Pertanyaanya apa yang dikerjakan oleh para konsultan politik Foke-Nara ? Demikian pula para team suksesnya? Apakah mereka alpha memahami data bahwa sebanyak 35,16% penduduk Jakarta adalah jawa dan betawi hanya menempati posisi kedua dengan presentase 27,65 %.
Dengan membangkitkan sentimen etnis tersebut justru menjadi bandul balik bagi pasangan incumbent. Sentimen ‘segregasi politik’ tersebut telah membangkitkan semangat penyatuan entitas jawa dalam satu kubu yakni Jakowi yang nota bene merepresentasikan basis etnik tersebut. Bahkan ‘jakowi’ tanpa malu-malu tetap mempertahankan ‘kode budaya’ identitas kejawaanya secara vulgar dalam berbagai momentum kampanye.
Inilah sumber kekuatan yang menopang suara Jokowi. Kekuatan yang didapatkan dari kegagalan upaya untuk membangun kekuasaan dengan menjadikan diri sebagai ‘Ordinat’ dan lawanya yang sub-ordinat seperti yang dilakukan oleh Foke.
Membangun Basis Politik
Belajar dari kasus pilkada Jakarta dan beberapa daerah lainya di Indonesia. sudah waktunya setiap tokoh politik atau mereka yang ingin terjun menjadi kandidat kepala daerah mulai serius untuk membangun basis politik dengan jalan merebut hati rakyat.

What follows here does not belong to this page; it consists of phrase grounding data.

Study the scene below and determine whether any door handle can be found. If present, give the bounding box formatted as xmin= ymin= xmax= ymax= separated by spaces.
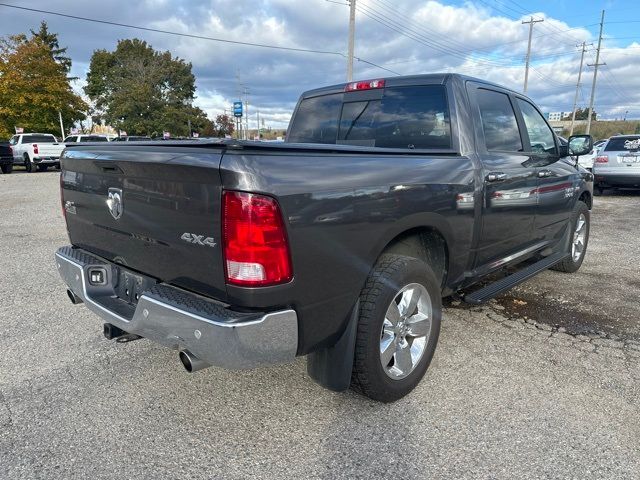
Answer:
xmin=537 ymin=169 xmax=552 ymax=178
xmin=486 ymin=172 xmax=507 ymax=182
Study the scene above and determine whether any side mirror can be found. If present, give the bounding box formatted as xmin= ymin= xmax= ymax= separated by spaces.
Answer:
xmin=568 ymin=134 xmax=593 ymax=157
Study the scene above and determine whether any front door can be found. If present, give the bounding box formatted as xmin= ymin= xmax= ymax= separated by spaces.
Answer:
xmin=514 ymin=97 xmax=575 ymax=242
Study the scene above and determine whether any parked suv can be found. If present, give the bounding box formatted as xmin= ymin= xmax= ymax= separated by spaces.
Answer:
xmin=593 ymin=135 xmax=640 ymax=194
xmin=64 ymin=135 xmax=110 ymax=143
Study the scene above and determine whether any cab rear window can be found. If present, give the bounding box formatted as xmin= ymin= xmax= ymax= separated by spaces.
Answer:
xmin=605 ymin=137 xmax=640 ymax=151
xmin=23 ymin=135 xmax=57 ymax=143
xmin=287 ymin=85 xmax=451 ymax=149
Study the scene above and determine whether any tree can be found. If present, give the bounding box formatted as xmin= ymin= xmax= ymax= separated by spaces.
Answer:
xmin=564 ymin=108 xmax=597 ymax=121
xmin=85 ymin=39 xmax=203 ymax=136
xmin=214 ymin=114 xmax=235 ymax=137
xmin=0 ymin=35 xmax=87 ymax=139
xmin=30 ymin=21 xmax=72 ymax=74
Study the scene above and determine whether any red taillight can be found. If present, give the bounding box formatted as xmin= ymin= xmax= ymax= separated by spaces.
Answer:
xmin=345 ymin=79 xmax=385 ymax=92
xmin=595 ymin=155 xmax=609 ymax=163
xmin=32 ymin=144 xmax=38 ymax=154
xmin=222 ymin=191 xmax=292 ymax=287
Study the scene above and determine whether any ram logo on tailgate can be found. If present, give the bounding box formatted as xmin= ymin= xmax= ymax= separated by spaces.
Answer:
xmin=181 ymin=233 xmax=217 ymax=248
xmin=107 ymin=188 xmax=123 ymax=220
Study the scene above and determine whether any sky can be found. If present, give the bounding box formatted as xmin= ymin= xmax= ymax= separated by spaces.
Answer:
xmin=0 ymin=0 xmax=638 ymax=129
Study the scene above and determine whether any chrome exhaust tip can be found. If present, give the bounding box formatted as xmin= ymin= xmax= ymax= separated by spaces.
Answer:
xmin=179 ymin=350 xmax=209 ymax=373
xmin=67 ymin=289 xmax=83 ymax=304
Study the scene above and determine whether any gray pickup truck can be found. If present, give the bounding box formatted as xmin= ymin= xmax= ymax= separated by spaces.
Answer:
xmin=56 ymin=74 xmax=594 ymax=402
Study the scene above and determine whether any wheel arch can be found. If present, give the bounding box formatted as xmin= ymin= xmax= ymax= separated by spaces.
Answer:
xmin=376 ymin=223 xmax=451 ymax=291
xmin=578 ymin=190 xmax=592 ymax=209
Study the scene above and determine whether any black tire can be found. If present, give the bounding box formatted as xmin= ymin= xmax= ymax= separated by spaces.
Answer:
xmin=351 ymin=254 xmax=442 ymax=402
xmin=24 ymin=155 xmax=35 ymax=173
xmin=0 ymin=163 xmax=12 ymax=174
xmin=37 ymin=165 xmax=48 ymax=172
xmin=551 ymin=201 xmax=590 ymax=273
xmin=594 ymin=186 xmax=604 ymax=196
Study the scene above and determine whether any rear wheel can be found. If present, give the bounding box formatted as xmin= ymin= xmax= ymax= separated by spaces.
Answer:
xmin=594 ymin=186 xmax=604 ymax=196
xmin=551 ymin=201 xmax=590 ymax=273
xmin=351 ymin=254 xmax=441 ymax=402
xmin=24 ymin=155 xmax=35 ymax=173
xmin=0 ymin=163 xmax=12 ymax=174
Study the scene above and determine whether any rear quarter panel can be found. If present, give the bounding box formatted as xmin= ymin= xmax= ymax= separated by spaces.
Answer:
xmin=221 ymin=150 xmax=476 ymax=353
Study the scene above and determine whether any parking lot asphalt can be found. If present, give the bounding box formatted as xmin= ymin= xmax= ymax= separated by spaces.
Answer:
xmin=1 ymin=170 xmax=639 ymax=479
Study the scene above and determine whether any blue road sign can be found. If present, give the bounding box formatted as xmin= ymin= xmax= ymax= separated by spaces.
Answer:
xmin=233 ymin=101 xmax=243 ymax=118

Caranya tak perlu muluk-muluk. Untuk konteks Sulawesi, dimana kekerabatan masih begitu kental yang hal ini ditunjukan dengan itensitas ruang-ruang pertemuan antar warga baik melalui acara pernikahan, kematian, arisan atau pengajian Rukun Warga (RW) maupun Yayasan-yayasan sosial lainya adalah arena politik yang paling nyata untuk mensosialisasikan diri.
Karena pada ruang-ruang seperti inilah dialog yang sedikit ‘intim’dapat terjalin bahkan sangat mempengaruhi dalam menentukan pilihan politik atas seorang kandidat. Sebuah analogi sederhana bisa diajukan, ‘akan sangat terhormat bagi seorang pegawai rendahan’beserta keluarganya ketika seorang tokoh politik atau mereka yang memiliki posisi sosial yang penting datang ke rumah mereka dalam acara pernikahan atau kematian.
Hal itu akan menjadi perbincangan dari mulut ke mulut dan menjadi ajang sosialisasi yang tak ada habisnya untuk dikenang baik oleh para tetangga maupun keluarga mereka, yang bisa jadi berada diluar kampung dari orang yang dikunjungi oleh sang Tokoh.
Melihat apa yang dilakukan oleh Jokowi yang berkeliling dari kampung-ke kampung menjadikan kita semakin yakin bahwa Jokowi membangun basis politik secara nyata dengan cara mendatangi pemilih secara langsung. Bukan sekedar mewakilkan dirinya kepada ‘team sukses maupun alat peraga kampanye’.
Jokowi rela untuk makan di pemukiman-pemukiman kumuh bersama warga, berdiri dibawah sengatan matahari dan tidak jijik dengan selokan-selokan yang beraroma tak sedap di kantong-kantong warga miskin. Namun yang perlu dicatat bahwa tidak selamanya pendekatan dengan cara kampanye langsung tersebut akan berhasil jika kandidat tersebut memiliki catatan yang buruk.
Pada titik inilah dibutuhkan trade record yang baik. Dari hasil pengamatan saya mereka yang diangap sukses menjalankan pemerintahan disebuah daerah akan bisa lebih diterima dibandingkan mereka yang bebuat apa-apa. ‘Jokowi telah berhasil menunjukan memimpin solo, tapi mungkinkah Jokowi berhasil mempin Jakarta’? Semoga saja Jakarta lebih baik!